Wednesday 25 April 2007

Alternatives for the 5th "Planeteer"

As we all know, the fifth captain planet kid (Little "Heart" kid), was rubbish. Plainly, inarguably awful. Now yes he was weedy, foreign and young, but shouldn't that mean that he gets the most powerful ring? But no, he gets heart.

For those who have totally lost what the hell I'm talking about:

Congratulations!

You clearly didn't spend your Saturday mornings in front of the telly shouting "Go Planet!" and learning that all corporations are evil and are trying to pollute the world because its a bit of a laugh (I can not remember one episode in which a company polluted because the overall net profit could increased to the point where they could invest in better pollution controls in the longer term and bring increased standard of living to the local population and more jobs. Perhaps this is because it was aimed at kids who had just eaten sugar coated glucose breakfast products and couldn't concentrate on anything that wasn't exploding).

But for the benefit of these few non-TV'ers, a brief synopsis: Captain planet was the (American) superhero who could be called upon to beat up polluters of the world, thus solving the problem. Think of superman who had just had a big, messy fight in a primary colour paint factory. He had 5 disciples that each had an element of the earth to use as a weapon.

Unfortunately there are only 4 elements, and we FINALLY get to the point of this particular ramble:

Surely they could have picked a better fifth element than "heart".

I think what they were going for was that whole "fifth element" notion of human spirit being the fifth element in the world. But they really got a pretty poor power from it. From what I can tell, the writers sat around in the Ideas office in complete silence for about an hour until one of the staff said "Sod it, lets just rip off Mougli from the Jungle Book, no-one will notice; they'll all be looking at the explosions". Everyone else applauded and the man got a $20,000 bonus. And so the kid (whose name escapes me), had a slight "talking with animals" ability and that was about it. The other planeteers must have hated him. Whilst they were blowing stuff up or drowning it or making it collapse in an earthquake (by the "Earth" kid. Hmmm....racism anyone?), the stupid heart kid had to follow them around because they couldn't call captain planet without him. What a jerk. Why didn't he just give his ring to one of the others and go home to the jungle?

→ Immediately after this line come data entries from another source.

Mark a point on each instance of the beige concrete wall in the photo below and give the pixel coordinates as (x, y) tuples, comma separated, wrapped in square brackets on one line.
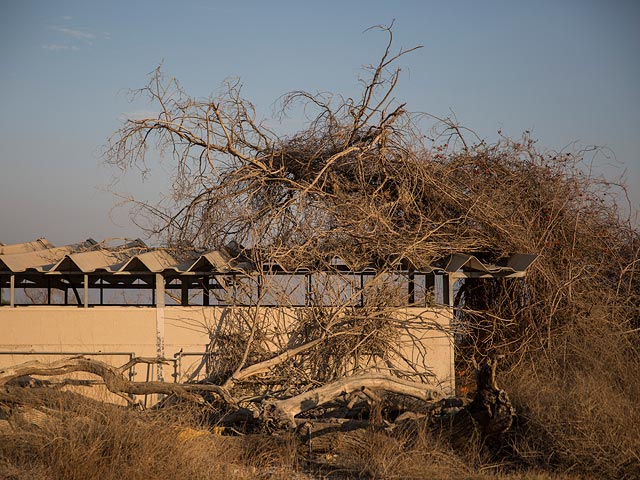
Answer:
[(424, 341)]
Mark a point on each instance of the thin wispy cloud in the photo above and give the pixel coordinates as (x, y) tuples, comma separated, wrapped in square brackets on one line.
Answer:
[(54, 47), (74, 33)]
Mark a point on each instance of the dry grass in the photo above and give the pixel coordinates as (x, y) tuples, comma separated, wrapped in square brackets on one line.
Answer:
[(82, 439), (579, 405)]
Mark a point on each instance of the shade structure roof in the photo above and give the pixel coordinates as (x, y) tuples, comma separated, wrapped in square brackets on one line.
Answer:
[(90, 257)]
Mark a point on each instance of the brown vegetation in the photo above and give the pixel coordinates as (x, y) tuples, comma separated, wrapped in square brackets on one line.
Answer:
[(361, 183)]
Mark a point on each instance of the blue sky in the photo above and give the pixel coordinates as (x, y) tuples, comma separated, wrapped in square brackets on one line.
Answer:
[(566, 70)]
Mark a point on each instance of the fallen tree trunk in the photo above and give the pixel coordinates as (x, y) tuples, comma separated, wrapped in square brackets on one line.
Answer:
[(114, 379), (283, 412)]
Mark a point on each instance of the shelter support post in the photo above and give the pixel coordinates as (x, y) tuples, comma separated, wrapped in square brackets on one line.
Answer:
[(411, 289), (160, 323), (86, 290), (12, 290), (205, 290)]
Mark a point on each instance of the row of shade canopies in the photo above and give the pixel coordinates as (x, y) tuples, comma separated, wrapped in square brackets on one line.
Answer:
[(91, 257)]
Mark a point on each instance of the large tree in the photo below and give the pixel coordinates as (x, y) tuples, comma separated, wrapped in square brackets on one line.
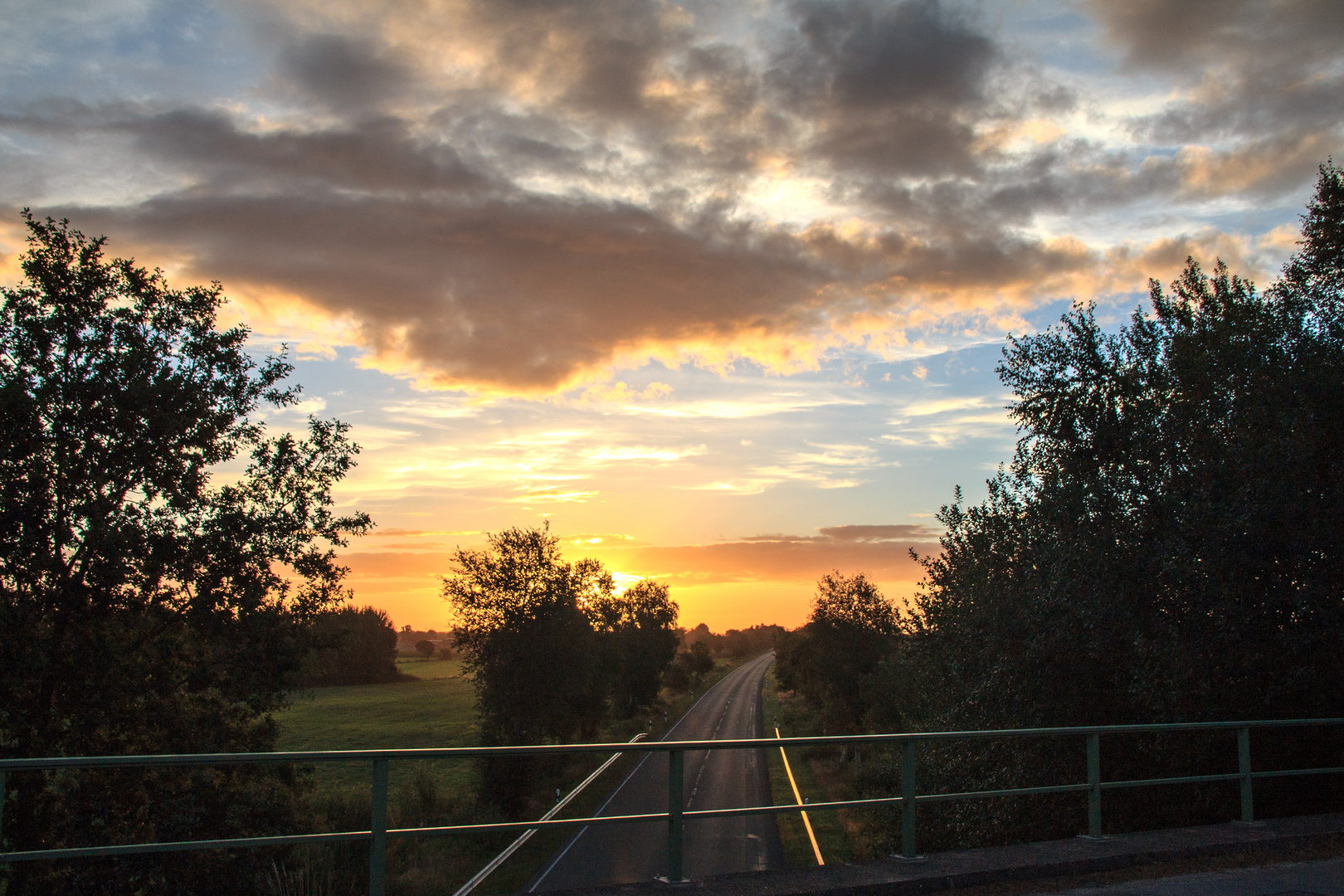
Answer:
[(639, 631), (832, 660), (143, 606), (1166, 544), (548, 644)]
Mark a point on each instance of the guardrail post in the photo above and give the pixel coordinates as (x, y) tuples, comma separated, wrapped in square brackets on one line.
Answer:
[(1244, 767), (378, 845), (908, 844), (1094, 785), (675, 806)]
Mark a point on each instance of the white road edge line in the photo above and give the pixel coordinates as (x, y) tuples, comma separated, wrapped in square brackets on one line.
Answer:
[(576, 839), (527, 835)]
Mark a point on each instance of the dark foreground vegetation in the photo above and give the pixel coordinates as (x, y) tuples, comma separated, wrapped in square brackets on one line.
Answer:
[(145, 609), (1164, 547), (553, 649)]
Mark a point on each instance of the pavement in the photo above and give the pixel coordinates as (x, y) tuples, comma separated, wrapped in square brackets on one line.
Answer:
[(1262, 844), (1291, 879), (713, 779)]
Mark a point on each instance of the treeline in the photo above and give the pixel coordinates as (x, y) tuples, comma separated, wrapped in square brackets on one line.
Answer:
[(1164, 547), (734, 644), (144, 607), (554, 652)]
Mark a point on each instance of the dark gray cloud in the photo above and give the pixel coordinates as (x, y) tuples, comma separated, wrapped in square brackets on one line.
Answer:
[(1272, 73), (519, 293), (583, 188), (343, 73), (893, 88), (902, 533)]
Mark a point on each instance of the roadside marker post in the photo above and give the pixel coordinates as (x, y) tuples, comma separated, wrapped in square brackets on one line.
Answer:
[(806, 822), (908, 801), (378, 843), (675, 807)]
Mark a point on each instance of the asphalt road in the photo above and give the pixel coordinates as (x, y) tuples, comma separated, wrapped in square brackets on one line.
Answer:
[(714, 779)]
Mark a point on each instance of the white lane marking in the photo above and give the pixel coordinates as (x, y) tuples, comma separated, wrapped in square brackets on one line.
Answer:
[(633, 772)]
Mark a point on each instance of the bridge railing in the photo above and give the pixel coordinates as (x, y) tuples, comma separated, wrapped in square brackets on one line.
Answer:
[(910, 798)]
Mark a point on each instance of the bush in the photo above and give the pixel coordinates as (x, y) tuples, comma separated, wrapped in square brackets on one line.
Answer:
[(353, 646)]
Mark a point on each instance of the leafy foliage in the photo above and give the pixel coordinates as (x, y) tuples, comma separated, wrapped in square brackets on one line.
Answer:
[(353, 646), (1166, 543), (832, 660), (183, 601), (548, 644)]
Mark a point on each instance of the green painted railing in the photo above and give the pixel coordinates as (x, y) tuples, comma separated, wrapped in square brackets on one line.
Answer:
[(910, 798)]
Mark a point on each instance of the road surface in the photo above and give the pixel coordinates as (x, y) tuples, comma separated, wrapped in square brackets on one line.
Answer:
[(714, 779)]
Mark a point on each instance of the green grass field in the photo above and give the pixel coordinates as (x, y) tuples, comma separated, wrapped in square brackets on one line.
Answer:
[(827, 825), (437, 711)]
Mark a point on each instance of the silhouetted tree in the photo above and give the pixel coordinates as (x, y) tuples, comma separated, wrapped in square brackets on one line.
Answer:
[(832, 659), (528, 645), (1166, 544), (353, 646), (640, 641), (184, 602)]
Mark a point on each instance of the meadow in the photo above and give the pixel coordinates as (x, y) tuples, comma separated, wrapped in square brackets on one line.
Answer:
[(438, 711)]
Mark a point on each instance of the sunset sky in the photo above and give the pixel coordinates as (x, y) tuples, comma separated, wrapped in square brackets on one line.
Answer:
[(715, 288)]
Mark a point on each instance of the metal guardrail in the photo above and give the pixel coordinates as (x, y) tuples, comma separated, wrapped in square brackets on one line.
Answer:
[(676, 817)]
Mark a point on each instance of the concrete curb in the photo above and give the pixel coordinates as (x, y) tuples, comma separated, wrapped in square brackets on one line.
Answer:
[(957, 869)]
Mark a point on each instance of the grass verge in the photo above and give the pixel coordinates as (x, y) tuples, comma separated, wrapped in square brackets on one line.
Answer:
[(813, 779), (438, 711)]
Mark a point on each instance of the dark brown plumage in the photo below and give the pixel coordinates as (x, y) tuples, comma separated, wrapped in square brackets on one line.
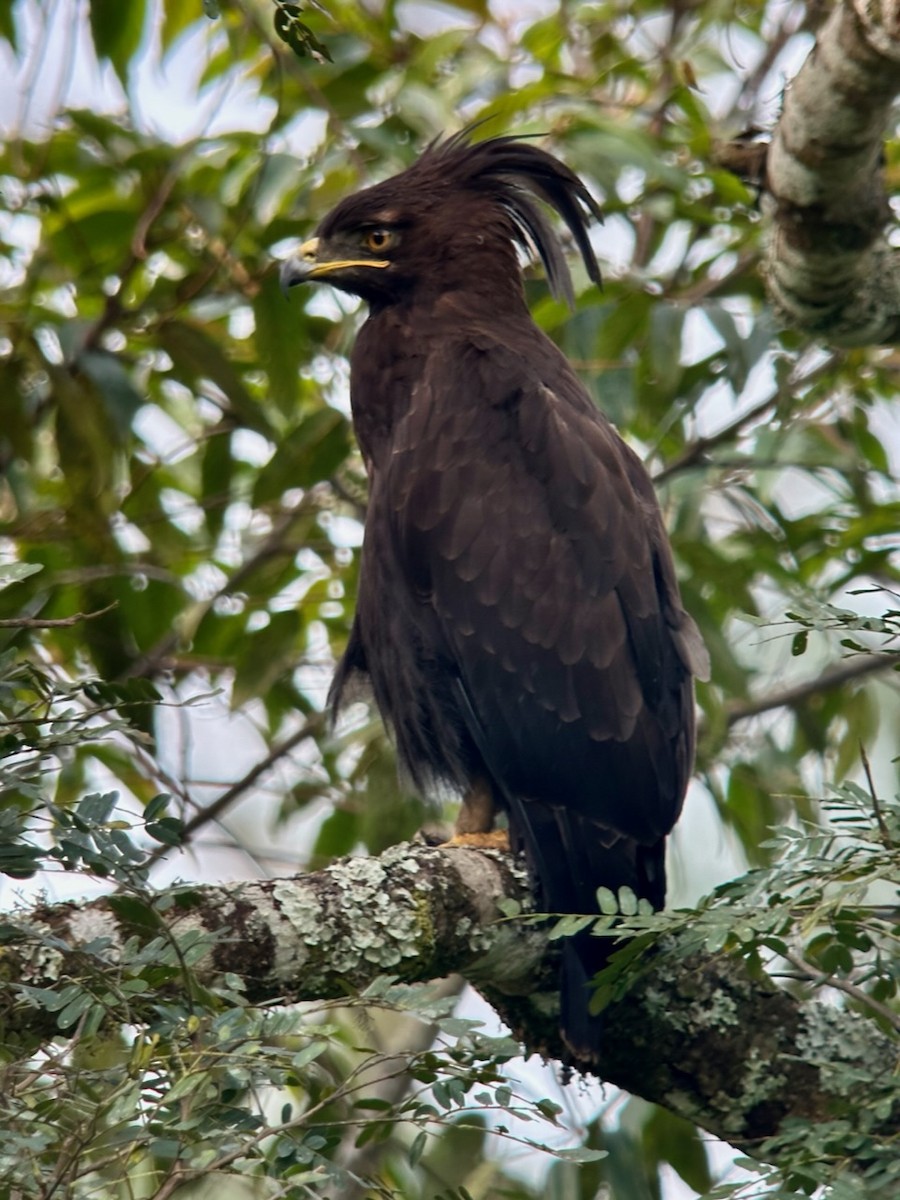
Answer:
[(519, 616)]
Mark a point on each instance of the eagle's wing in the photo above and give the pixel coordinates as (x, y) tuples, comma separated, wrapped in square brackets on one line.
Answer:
[(533, 543)]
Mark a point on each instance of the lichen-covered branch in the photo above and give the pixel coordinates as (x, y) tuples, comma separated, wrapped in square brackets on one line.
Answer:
[(697, 1035), (828, 267)]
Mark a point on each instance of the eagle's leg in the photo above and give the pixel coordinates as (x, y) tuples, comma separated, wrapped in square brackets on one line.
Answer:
[(474, 825)]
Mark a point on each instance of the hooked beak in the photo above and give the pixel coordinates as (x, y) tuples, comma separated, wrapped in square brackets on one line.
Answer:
[(305, 264)]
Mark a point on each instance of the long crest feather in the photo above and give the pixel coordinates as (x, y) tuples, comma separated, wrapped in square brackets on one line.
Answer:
[(513, 168)]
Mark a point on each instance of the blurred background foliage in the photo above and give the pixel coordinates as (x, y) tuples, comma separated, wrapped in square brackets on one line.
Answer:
[(177, 462)]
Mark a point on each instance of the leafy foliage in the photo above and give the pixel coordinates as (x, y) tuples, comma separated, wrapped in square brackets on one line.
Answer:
[(177, 466)]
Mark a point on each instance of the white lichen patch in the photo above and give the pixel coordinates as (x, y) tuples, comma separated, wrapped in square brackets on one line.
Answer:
[(299, 909), (761, 1083), (88, 923), (46, 961), (831, 1036)]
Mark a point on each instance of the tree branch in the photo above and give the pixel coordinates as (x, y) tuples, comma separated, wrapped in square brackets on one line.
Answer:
[(857, 667), (696, 1033), (829, 268)]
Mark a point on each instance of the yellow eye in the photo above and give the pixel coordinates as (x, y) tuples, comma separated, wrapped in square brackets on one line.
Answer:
[(379, 240)]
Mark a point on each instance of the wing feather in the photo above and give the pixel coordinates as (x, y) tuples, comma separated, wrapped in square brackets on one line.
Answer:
[(540, 557)]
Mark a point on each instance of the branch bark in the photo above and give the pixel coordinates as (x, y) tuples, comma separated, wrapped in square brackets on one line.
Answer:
[(829, 268), (696, 1033)]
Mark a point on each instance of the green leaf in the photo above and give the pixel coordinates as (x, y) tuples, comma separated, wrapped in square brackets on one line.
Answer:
[(417, 1147), (13, 573), (279, 339), (7, 24), (178, 16), (117, 29)]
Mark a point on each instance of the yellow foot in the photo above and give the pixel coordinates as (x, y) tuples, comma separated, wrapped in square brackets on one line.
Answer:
[(497, 839)]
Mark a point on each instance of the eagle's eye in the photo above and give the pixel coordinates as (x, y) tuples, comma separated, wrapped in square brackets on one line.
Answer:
[(379, 240)]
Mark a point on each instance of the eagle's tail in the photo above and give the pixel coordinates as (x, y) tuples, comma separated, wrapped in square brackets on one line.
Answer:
[(570, 857)]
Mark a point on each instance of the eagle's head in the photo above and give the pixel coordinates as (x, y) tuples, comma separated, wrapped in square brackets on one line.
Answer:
[(451, 221)]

Perhaps a better power is needed, one that would complement the other ones. How about the power of finance? A big blinging $ ring that can summon millions of dollars to fall on people. Given that they were fighting evil capitalists, I reckon this would have been a pretty effective weapon. Plus given that the rest of them did sweet FA when they weren't saving the world, he could have paid for somewhere to stay and perhaps even a change of clothes (or maybe some paint-remover for Mr. Planet).

Why captain planet anyway? There was previously a Sgt. planet, but the army of the universe promoted him after the battle of Alpha Centari about 20 million years ago for bravery in the face of apocalyptic meteorites.

Maybe a ring of apathy? One shot and ZAP! You suddenly get no real satisfaction from killing sea lions and just go home.

My favourite is the ring of inevitability. One shot of this and any bad guy realises that they are the "bad guy" in a children's program, and have no hope of victory. Most likely they will have their stuff destroyed (an overlooked plot hole in many episodes where the fire kid helps blow up the evil oil refinery....hmmmm). So the bad guys just apologise and just go home.

Heart in deed...he must have turned up late in the ring giving out ceremony and been pretty damned pi**ed.